Trecho retirado da obra “A Era de Luís XIV”, escrita por Will Durant (1885-1981) e Ariel Durant (1898-1981), sobre o filósofo inglês Anthony Ashley Cooper, o terceiro Conde de Shaftesbury (1671-1713)

Se Deus não existe, por que achar que temos obrigações morais uns com os outros, quem ou o que nos impõem obrigações morais?

Trecho falado por William Lane Craig (1949-) teólogo americano em um debate com Sam Harris (1967-) filósofo e neurocientista americano

[…] as boas maneiras e a moral exigiam o apoio público à igreja Cristã. Se a filosofia poderia retirar das pessoas a fé na justiça divina por trás das injustiças e dos sofrimentos aparentes da vida, o que ela poderia oferecer para sustentar as esperanças e a coragem dos homens?
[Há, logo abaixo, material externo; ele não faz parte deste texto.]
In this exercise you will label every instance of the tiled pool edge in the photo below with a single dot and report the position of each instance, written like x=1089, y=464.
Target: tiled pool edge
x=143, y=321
Trecho retirado da obra “A Era de Luís XIV”, escrita por Will Durant (1885-1981) e Ariel Durant (1898-1981), sobre o filósofo inglês John Locke (1632-1704)

    Prezados leitores, na semana passada citei Anthony Collins que, no final do século XVII e início do século XVIII, propôs o livre-pensamento para analisar qualquer coisa, inclusive a religião. Essa interferência da razão abriu uma fresta que se transformou em um grande pórtico por onde entraram questionamentos aos dogmas religiosos que acabaram por minar a credibilidade intelectual da fé cristã. Nesta semana, tratarei de um dos pontos da disputa entre crentes e não crentes que é a questão da moralidade. Como explicar a origem da moralidade e como impô-la para o bem da convivência social? Meu objetivo será o de explorar a pertinência das preocupações éticas para a justificação da necessidade ou não da religião.
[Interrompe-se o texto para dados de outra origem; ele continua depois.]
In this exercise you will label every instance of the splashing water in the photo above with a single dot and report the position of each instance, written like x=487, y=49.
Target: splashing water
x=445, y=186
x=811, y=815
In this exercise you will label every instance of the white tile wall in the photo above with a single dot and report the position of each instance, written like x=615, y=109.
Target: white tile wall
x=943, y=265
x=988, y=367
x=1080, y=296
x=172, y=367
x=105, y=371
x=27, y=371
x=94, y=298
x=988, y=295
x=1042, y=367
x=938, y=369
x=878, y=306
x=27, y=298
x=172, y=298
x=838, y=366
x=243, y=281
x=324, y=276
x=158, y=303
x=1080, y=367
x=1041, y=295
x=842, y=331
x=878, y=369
    A esse respeito, há a princípio duas posições possíveis. De um lado, pessoas como William Lane Craig que, conforme o trecho que abre este artigo, consideram que o homem consegue ser um ser ético porque ele foi criado à imagem e semelhança de Deus, que lhe impôs o que é certo e o que é errado. Sem tal imposição de uma autoridade exterior, o homem não saberia o que é bom e o que é mal e não teria motivo para agir de maneira ética com seus pares porque ninguém o obrigaria a sacrificar seus interesses individuais em prol do coletivo. De outro lado, há filósofos como Anthony Ashley Cooper, que era considerado neoplatonista, pois considerava que o homem tem um senso moral natural. Nesse sentido, a única verdadeira virtude não é aquela imposta pelo medo das punições eternas do inferno ou pela esperança no gozo das benesses do paraíso. É aquela que é interna ao homem, e por ser assim é muito mais perene do que qualquer ordem imposta por um Deus juiz.
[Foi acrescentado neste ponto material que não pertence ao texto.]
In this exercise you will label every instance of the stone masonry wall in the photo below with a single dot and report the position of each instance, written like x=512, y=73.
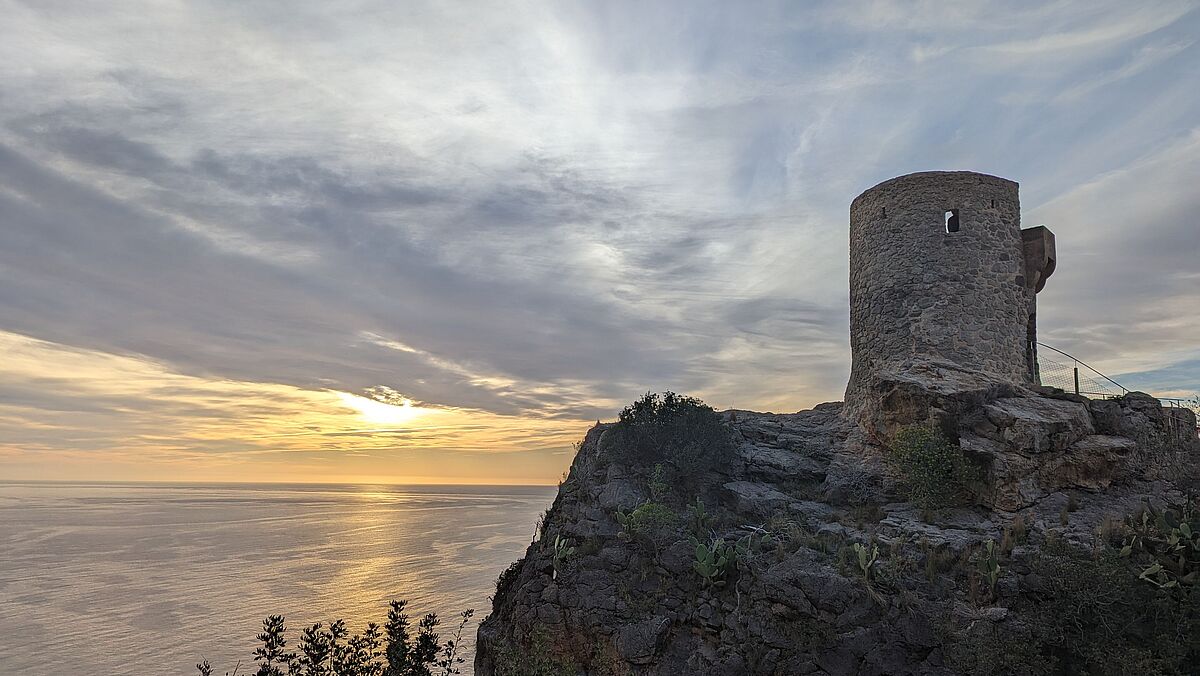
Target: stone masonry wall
x=917, y=291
    Considerando as ideias de Sócrates sobre a virtude expostas no diálogo Protágoras, fica claro porque o terceiro Conde de Shaftesbury foi considerado como um partidário da reafirmação das concepções platônicas. Conforme o trecho que abre este artigo, para Sócrates o que fazia um homem bom ou mal não eram acontecimentos externos, que determinavam o sucesso ou insucesso das suas ações. A virtude era um hábito adquirido pela experiência acumulada e pelo esforço do homem que aprendia a praticar atos bons e uma vez introjetada essa prática cotidiana, o homem acabava internalizando a virtude depois de ter chegado ao conhecimento sobre como agir de maneira virtuosa.

    Sob essa perspectiva, o que determinava a moralidade de um ato não era o quanto ele trazia de prosperidade material, de conquista de poder, de glórias, do apoio das pessoas, mas o quanto ele revelava em si o conhecimento do verdadeiro bem. Para Sócrates, nem tudo o que é bem-sucedido no mundo é o certo e o sucesso no mundo material não é indicativo da moralidade do ato.

    Se a verdadeira virtude é internalizada como hábito humano, para quê externalizá-la em figuras míticas punitivas, em narrativas sobre o céu e o inferno que recompensa os justos e pune os injustos? Essa noção de ética intrínseca ao homem, como ser que busca o que é verdadeiro e o que é bom será ressignificada por cientistas como Sam Harris, que debateu com William Lane Craig, à luz da teoria da evolução. O ser humano é um primata que se desenvolveu ao longo de milhares de anos e uma das chaves da sua sobrevivência, apesar das suas limitações físicas comparativamente a outros animais com o quais conviveu e competiu por comida, foi justamente sua capacidade de organizar-se em sociedade para juntar esforços contra os inimigos comuns. E a organização social exigiu regras de convivência sobre o que fazer e o que não fazer de modo que ficar juntos fosse benéfico para todos, isto é, garantisse a possibilidade de sobrevivência e da reprodução ao menos da maioria dos membros do grupo.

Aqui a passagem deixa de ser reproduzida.